Restorative Talks: Using Restorative Justice for Domestic and Sexual Violence
24th November 2022, 3:30 pm – 5:30 pm with a drinks reception until 7 pm, E14 5JJ
This exciting first-time, free, in-person event is an opportunity for you to learn about Restorative Justice and hear firsthand from survivors of domestic and sexual violence about their own experiences with Restorative Justice. It will include a keynote speech, a short film screening, a panel discussion, and a Q&A followed by a drinks reception.
Restorative Justice: Unpacked
29th November 2022, 4 pm – 6 pm
Join Why me? for an exciting event where we will talk about what Restorative Justice is, clear up any misconceptions, and generate a discussion about how it can transform the Criminal Justice System for the better. We will be joined by one of our Why me? ambassadors to speak about their experience of using Restorative Justice to heal the harm caused by a serious crime. Our Unpacked event is the first step in the Why me? training journey and will put you in a great position to receive facilitation training if you are interested in becoming a trained practitioner.
Using restorative Justice for faith-based hate crime
25th November 2022, 11 am – 12:30 pm
With rising hate crime in the UK, including religious hate crime, there is an urgent need to find new approaches to strengthening community interfaith relations. Why me? are hosting a panel discussion in partnership with the Faith and Belief Forum to discuss whether Restorative Justice can be used to heal some of the harm caused by faith-based hate crime.

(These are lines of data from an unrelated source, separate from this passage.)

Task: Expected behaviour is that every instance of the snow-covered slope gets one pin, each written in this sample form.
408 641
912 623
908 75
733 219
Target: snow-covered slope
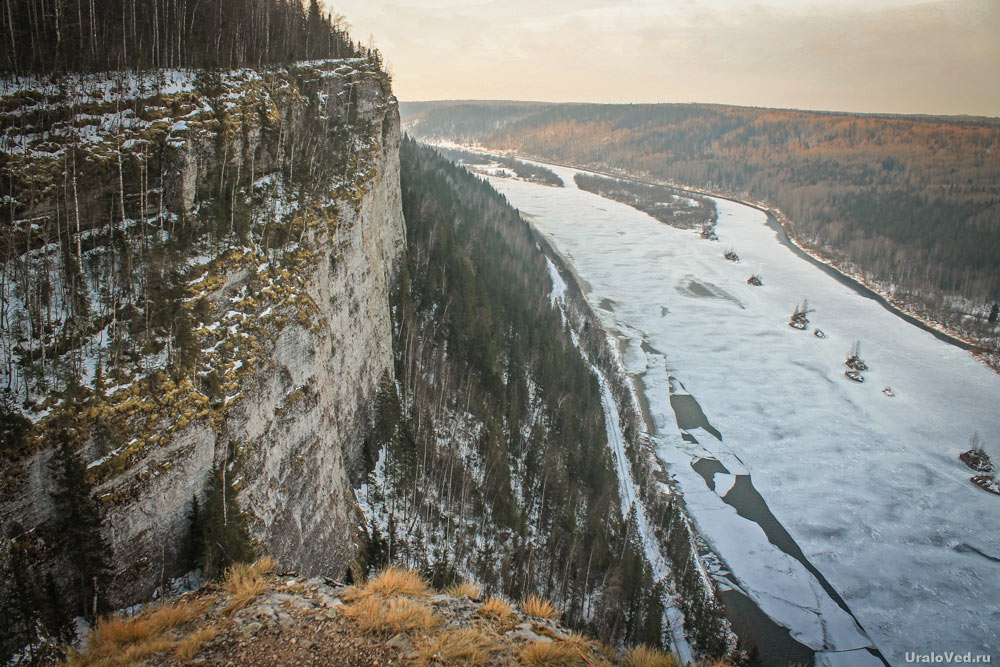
868 485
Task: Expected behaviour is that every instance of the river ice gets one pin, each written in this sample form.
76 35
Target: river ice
868 485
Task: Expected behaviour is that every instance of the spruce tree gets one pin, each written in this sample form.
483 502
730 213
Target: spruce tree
78 522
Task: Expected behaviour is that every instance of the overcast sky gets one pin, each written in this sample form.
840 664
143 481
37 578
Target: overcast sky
896 56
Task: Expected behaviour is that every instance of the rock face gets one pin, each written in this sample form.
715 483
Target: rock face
298 330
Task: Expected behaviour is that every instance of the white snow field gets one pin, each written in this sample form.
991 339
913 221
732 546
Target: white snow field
869 486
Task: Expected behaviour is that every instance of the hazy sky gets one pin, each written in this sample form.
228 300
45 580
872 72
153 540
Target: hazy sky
899 56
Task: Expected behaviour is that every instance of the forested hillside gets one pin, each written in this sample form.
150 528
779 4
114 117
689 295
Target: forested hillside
84 35
909 204
489 454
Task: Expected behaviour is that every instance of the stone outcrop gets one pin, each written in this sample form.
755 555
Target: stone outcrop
307 331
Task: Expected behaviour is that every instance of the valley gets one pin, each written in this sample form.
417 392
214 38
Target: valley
857 477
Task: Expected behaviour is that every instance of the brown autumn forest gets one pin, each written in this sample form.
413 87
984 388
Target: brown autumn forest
911 204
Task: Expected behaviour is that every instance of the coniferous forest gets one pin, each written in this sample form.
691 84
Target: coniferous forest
107 35
494 462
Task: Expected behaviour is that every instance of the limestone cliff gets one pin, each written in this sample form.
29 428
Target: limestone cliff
213 253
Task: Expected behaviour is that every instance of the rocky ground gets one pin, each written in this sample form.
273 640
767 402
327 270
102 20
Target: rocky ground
257 618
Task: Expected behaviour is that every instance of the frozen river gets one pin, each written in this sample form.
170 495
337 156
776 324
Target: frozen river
841 511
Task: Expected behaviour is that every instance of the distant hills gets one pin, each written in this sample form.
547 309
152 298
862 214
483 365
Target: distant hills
909 204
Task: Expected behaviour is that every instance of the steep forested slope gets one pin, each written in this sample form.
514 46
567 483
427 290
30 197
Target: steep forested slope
489 454
909 204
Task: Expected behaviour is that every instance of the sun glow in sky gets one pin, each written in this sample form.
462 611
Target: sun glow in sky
893 56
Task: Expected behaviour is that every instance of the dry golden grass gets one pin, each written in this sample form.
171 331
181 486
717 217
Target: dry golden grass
117 641
550 654
377 616
393 581
644 656
188 647
245 582
456 647
538 607
464 588
495 608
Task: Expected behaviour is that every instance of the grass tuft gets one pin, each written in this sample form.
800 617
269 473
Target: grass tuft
188 647
377 616
465 588
644 656
496 608
118 641
393 581
550 654
245 581
538 607
456 647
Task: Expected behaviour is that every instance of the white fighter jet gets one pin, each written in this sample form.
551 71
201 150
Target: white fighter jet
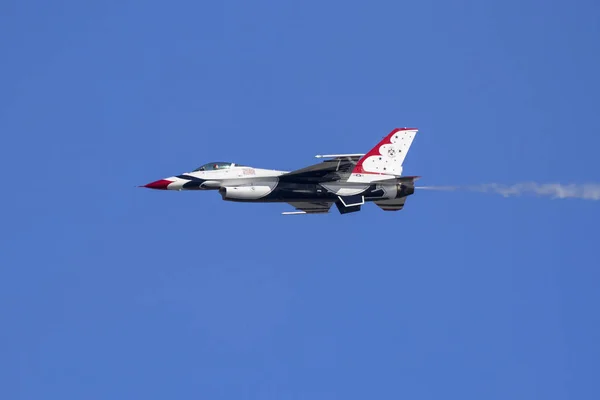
346 180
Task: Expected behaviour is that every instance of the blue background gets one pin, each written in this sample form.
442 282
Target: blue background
111 291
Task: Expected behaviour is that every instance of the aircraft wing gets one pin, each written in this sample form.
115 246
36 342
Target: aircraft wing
321 207
328 170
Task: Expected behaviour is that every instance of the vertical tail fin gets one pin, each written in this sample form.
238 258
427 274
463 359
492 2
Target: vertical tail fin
388 156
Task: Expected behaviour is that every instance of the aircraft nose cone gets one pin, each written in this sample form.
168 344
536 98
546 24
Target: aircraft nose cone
160 184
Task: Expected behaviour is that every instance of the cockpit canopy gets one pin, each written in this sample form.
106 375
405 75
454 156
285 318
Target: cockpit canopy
213 166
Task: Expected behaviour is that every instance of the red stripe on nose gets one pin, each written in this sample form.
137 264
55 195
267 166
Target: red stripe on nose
161 184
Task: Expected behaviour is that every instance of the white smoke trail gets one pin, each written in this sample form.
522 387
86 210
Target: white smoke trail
586 191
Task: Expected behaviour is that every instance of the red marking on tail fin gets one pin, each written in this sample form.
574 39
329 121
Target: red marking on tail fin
358 168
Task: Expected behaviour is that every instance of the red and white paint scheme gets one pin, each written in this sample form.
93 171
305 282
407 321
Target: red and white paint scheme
346 180
384 160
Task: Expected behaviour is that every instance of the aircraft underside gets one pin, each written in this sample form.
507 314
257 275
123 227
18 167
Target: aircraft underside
346 180
317 198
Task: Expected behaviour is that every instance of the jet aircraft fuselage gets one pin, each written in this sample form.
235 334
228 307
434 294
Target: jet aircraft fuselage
346 180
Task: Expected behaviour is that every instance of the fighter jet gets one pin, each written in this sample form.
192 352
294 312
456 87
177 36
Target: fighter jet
346 180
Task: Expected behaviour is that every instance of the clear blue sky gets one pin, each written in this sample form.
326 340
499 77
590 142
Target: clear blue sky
110 291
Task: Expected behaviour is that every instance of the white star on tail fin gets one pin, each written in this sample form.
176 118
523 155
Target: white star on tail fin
386 158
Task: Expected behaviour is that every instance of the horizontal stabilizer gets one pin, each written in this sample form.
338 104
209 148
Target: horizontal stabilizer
339 155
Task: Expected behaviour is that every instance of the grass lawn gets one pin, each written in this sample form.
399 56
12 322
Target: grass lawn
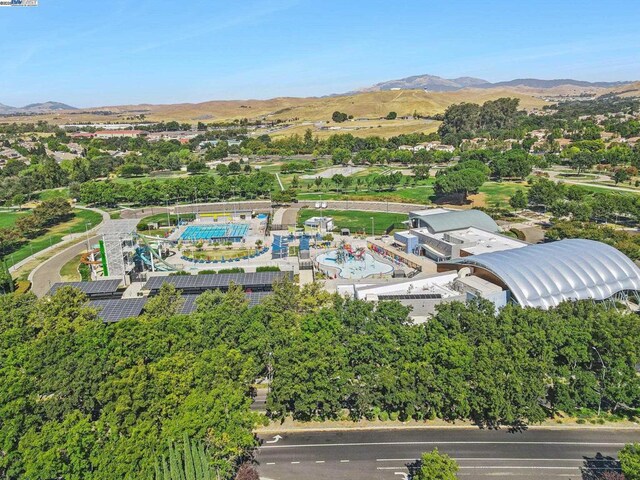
69 271
161 218
8 219
53 193
419 194
54 235
498 193
356 220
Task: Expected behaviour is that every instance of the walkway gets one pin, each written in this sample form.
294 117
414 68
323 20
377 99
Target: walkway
48 272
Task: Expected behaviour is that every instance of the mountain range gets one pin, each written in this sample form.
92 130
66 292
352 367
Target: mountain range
45 107
434 83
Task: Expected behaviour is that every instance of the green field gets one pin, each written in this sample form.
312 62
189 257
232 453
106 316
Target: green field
497 194
8 219
356 220
55 234
422 194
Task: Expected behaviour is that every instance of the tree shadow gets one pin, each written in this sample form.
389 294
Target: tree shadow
600 467
413 467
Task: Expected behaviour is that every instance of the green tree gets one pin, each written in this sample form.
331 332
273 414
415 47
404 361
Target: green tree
436 466
196 166
188 460
518 200
630 461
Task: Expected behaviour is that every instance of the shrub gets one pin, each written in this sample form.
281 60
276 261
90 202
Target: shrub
232 270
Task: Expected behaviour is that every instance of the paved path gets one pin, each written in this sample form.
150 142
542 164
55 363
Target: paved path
481 454
48 272
554 175
66 238
265 205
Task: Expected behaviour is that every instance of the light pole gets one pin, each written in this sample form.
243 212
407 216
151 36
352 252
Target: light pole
168 216
604 372
86 231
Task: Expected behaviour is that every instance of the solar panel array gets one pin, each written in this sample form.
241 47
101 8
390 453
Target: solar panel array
190 301
411 296
114 310
217 281
100 287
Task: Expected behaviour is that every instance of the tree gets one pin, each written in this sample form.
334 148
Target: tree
222 169
131 169
196 166
436 466
620 175
518 200
188 460
247 472
234 167
460 182
630 461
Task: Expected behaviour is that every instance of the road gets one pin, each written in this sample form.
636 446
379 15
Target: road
48 272
387 454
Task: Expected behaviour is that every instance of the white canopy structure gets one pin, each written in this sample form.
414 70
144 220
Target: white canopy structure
543 276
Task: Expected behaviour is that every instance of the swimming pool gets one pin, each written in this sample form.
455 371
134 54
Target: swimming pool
233 232
352 268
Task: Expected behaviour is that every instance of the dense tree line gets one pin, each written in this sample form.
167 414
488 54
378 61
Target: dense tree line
462 179
158 192
82 400
467 362
572 202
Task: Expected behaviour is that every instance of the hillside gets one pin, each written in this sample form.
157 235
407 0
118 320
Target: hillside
313 109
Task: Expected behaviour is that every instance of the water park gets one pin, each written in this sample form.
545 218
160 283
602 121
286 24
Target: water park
350 262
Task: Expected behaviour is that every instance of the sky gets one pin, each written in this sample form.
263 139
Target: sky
114 52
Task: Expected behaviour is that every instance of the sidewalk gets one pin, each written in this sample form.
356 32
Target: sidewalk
65 239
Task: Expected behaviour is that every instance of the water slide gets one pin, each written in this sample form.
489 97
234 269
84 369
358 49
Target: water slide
159 264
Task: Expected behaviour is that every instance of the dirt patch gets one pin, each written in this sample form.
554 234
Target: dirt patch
478 200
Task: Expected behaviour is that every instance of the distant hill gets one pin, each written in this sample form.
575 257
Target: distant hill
434 83
5 109
45 107
537 83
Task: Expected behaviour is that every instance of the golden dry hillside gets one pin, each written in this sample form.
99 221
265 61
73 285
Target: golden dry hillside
630 90
314 109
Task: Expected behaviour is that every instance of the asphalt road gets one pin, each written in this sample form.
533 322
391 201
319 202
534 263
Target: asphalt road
482 454
48 272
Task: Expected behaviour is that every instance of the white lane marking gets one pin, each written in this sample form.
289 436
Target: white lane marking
483 459
366 444
275 439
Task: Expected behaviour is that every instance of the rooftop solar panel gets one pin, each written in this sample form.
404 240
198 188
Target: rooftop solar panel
114 310
190 302
213 281
89 288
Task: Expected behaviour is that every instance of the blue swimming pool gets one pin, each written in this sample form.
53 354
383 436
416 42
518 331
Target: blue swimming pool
233 232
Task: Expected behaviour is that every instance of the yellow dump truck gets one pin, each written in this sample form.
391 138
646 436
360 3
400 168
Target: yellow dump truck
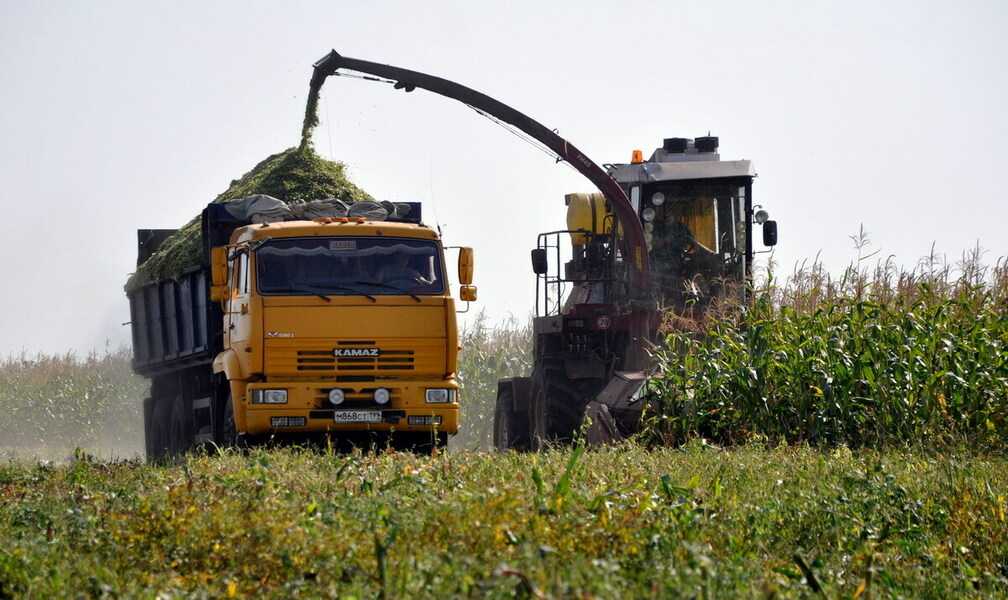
338 327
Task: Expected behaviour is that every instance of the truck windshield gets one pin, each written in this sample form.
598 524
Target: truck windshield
350 266
697 241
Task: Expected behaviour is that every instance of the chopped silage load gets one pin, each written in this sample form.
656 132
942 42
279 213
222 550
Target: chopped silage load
294 176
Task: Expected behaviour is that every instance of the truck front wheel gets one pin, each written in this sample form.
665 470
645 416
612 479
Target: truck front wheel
229 431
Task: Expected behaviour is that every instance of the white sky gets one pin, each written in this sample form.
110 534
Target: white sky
116 116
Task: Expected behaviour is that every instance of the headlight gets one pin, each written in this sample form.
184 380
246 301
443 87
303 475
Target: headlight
269 396
439 396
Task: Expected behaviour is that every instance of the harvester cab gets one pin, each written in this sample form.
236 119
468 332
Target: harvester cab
698 218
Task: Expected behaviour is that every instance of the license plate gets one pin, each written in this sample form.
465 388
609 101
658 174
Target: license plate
358 416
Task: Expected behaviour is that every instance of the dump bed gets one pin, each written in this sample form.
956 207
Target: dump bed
174 324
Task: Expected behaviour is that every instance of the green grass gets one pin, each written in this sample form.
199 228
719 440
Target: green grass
621 522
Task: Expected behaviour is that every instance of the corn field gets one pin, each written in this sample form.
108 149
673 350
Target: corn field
489 352
51 404
878 356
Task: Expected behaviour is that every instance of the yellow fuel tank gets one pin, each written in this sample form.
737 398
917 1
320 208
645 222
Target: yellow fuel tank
587 212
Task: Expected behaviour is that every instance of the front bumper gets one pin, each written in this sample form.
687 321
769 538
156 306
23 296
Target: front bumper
307 403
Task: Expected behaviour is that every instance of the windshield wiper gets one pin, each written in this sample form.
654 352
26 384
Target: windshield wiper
298 290
388 286
250 248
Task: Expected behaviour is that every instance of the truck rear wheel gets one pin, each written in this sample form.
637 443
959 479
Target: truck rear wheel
156 433
510 426
180 429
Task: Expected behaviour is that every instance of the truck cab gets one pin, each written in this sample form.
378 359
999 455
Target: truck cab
292 327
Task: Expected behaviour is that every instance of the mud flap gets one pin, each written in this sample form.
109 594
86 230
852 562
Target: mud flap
616 411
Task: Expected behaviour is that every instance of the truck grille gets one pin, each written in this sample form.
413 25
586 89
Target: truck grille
321 360
288 357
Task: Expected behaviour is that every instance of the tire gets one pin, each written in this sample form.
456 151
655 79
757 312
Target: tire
180 429
511 428
159 443
229 431
557 407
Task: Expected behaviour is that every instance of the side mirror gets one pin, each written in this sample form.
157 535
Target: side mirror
219 274
466 266
770 233
219 266
540 265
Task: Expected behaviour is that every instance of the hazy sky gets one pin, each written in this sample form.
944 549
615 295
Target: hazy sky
116 116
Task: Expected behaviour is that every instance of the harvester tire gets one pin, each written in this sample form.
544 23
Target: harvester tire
511 428
557 407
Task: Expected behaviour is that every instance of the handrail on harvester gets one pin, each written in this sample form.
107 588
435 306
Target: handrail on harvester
635 246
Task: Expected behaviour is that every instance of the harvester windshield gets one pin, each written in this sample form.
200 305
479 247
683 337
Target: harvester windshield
697 236
349 265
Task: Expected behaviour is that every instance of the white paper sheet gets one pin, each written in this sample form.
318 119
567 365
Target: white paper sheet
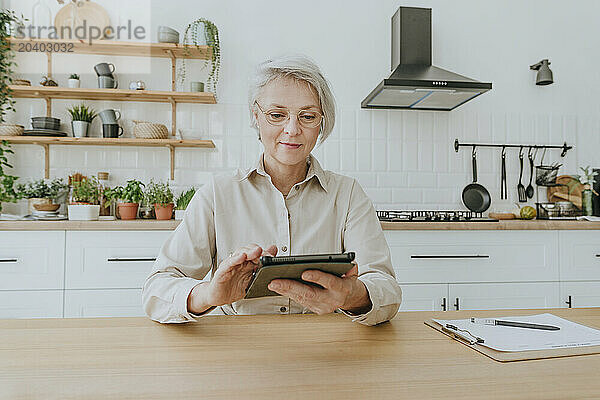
505 338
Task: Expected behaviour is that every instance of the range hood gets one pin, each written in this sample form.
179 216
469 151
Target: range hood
415 84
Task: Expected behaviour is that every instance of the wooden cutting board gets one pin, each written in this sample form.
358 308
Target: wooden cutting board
561 193
73 14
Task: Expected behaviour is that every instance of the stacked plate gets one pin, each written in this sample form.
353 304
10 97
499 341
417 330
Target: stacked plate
48 216
44 126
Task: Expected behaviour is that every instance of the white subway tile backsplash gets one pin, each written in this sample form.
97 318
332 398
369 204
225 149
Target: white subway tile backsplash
403 159
422 180
380 127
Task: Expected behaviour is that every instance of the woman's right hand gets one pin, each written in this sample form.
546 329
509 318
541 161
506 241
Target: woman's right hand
231 279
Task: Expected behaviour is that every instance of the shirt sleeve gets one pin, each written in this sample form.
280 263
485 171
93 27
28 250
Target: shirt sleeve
364 236
185 259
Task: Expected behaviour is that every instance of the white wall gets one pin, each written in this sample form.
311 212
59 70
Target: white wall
404 159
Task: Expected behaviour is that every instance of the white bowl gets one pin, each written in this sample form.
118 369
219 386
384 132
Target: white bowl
83 212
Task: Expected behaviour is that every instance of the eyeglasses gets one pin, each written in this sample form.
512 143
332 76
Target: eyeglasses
280 116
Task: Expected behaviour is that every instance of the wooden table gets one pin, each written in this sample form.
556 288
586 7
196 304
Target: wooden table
275 357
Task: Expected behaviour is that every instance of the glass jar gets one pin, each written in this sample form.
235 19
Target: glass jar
586 201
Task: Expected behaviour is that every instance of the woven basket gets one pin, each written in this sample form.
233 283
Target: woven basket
149 130
11 130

Restorative Justice in Cases of Violent Extremism
23rd November 2022, 3 pm – 4 pm
In the past year, the Working Group on Violent Extremism of the European Forum for Restorative Justice has launched two publications: a practice guide, responding to some frequently asked questions and proposing some case studies, and a policy paper, presenting some evidence and referring to existing international documents relevant for the field. On the 23rd of November you will have the opportunity to find out more about these two publications and further discuss the challenges and opportunities of Restorative Justice in cases of violent extremism, polarisation and hate together with the experts of the Working Group, including Why me? Director Lucy Jaffé.
Harmed and harmer: how to incorporate trauma-informed and restorative practices when working with young people affected by crime and conflict (RJC Annual Conference)
Monday 21st November,
It’s crucial to understand how to utilise restorative practices in a sector which is increasingly focused on trauma-informed practice. When working with young people, it is commonplace to find that someone will have experienced interpersonal violence as both the harmer and the harmed person. It is vital, therefore, to work with young people according to both trauma-informed and restorative practices.
This skills workshop, led by our Development Officer (Youth Justice) Leah Robinson, will explore engaging with young people who have experienced interpersonal violence from this mindset, acknowledging the importance of working according to a holistic, participant-focused approach. This engagement can therefore be seen as victim engagement and/or offender engagement, both in diversion schemes and through court-ordered interventions.
An Economic Evaluation of Restorative Justice post-sentence in England and Wales (RJC Annual Conference)
Monday 21st November, 9 am – 11:30 am
Participation in Restorative Justice interventions post-sentence has been shown to reduce reoffending and increase the wellbeing of victims and offenders. But investment in, and access to, Restorative Justice remains limited in England and Wales. This research developed contemporary and robust estimates of the economic impact of investment in Restorative Justice interventions. Join this session at the RJC’s Annual Conference to hear about Frank Grimsey Jones’ ‘Economic Evaluation of Restorative Justice’ research on behalf of Why me?.